The Time is Now to Fund Fight Against Drug Epidemic

September is National Recovery Month, a time to learn more about substance abuse and to reflect on the power of recovery to help change lives for the better. And while this month is a hopeful reminder that people can and do recover from addiction, it also reinforces the fact that we must do more to fund the fight against the heroin and opioid epidemic.

In March, the Senate passed CARA – the Comprehensive Addiction and Recovery Act – which the President later signed into law. This is a good law that does important things to begin to combat the drug epidemic, but unfortunately, at the same time, we didn’t pass funding to support many of the CARA programs. We didn’t provide additional funds to support the treatment and recovery that people need in Maine and throughout the country.

 Since we passed CARA, close to 15,000 people have died – 78 a day, 3 an hour – because we haven’t acted on funding. These are real people. Ordinary Americans are being affected by this crisis on a daily basis.

According to the Maine Attorney General’s Office, 272 people in Maine died in 2015 as a result of drug overdoses – with the overwhelming majority of those deaths caused by heroin, fentanyl or prescription opioids. And it was recently announced that the overdose deaths in Maine are on a harrowing pace to exceed that number in 2016. We’ve seen 189 deaths through the first six months of this year in our state, and these tragic losses are coming at a time when the demand for treatment services has increased but access to them has decreased.

I’ve had roundtable discussions across Maine and met with the people living through the opioid and heroin epidemic every day. I’ve spoken with family members who have lost loved ones, law enforcement, doctors, nurses, treatment experts, first responders, and many others – and one of the overwhelming takeaways is that treatment works. It may not work the first, second, or even fifth time, but people can and do recover if they can access the treatment they need. 
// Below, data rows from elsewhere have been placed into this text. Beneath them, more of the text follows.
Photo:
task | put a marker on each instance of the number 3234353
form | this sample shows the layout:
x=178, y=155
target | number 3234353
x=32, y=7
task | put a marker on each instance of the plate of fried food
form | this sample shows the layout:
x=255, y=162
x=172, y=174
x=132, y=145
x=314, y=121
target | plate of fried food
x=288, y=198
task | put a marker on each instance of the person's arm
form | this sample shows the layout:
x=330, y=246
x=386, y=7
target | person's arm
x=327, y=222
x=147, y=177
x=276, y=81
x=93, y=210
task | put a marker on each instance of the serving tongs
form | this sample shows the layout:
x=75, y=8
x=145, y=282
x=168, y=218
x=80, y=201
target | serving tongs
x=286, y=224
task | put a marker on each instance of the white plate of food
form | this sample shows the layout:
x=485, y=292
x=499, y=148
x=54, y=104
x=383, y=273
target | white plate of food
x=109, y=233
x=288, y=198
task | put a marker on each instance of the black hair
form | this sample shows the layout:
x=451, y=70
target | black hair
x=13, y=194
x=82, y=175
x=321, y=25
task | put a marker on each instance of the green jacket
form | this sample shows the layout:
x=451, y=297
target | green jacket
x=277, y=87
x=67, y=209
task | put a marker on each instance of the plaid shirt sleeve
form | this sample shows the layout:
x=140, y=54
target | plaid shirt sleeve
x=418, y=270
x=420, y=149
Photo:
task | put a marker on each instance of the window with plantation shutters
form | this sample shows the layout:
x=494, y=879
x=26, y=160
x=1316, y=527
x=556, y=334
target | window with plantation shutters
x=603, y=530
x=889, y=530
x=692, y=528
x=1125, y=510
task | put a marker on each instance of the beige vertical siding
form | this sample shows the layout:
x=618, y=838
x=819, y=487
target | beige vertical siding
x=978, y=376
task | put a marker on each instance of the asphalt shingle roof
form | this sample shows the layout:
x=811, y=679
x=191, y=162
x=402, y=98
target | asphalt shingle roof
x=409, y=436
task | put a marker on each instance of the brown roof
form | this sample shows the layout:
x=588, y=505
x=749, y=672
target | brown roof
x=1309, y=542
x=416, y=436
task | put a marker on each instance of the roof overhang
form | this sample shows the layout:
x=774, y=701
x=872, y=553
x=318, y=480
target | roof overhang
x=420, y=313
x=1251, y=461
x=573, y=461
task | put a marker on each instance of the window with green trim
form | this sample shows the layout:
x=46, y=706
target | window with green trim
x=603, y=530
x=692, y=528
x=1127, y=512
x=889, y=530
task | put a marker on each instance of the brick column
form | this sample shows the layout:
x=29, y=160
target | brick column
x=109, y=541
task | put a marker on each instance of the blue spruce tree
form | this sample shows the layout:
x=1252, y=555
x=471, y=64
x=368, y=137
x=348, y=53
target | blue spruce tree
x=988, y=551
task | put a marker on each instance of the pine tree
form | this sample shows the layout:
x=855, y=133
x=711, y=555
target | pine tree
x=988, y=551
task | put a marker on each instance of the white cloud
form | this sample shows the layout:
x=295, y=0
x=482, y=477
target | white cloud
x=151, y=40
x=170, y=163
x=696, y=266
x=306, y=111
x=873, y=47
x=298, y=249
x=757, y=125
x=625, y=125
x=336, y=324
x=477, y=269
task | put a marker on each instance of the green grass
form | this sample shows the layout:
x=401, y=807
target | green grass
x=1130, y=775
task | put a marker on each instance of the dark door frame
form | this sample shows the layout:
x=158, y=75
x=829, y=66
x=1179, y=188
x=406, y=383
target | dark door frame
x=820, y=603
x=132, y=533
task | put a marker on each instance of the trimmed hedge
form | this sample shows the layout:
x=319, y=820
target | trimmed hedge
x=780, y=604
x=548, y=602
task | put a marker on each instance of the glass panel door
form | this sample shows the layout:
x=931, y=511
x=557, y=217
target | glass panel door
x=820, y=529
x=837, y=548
 It’s time to deal with this terrible problem that is taking lives, tearing families apart, and deeply wounding the heart of America. I’ve sent letters to the President and to the leaders of the Senate Appropriations Committee – who play an important role in what gets funded and what doesn’t – calling for everyone to work together to fund the CARA law and meet this crisis head on.

 

 As Congress works to keep the government funded this month, I hope that we can also come together to finally put our money where our mouths are when it comes to tackling the addiction epidemic. We simply cannot let an opportunity to fund these critical prevention, treatment and recovery efforts slip through our fingers. The time to act is now.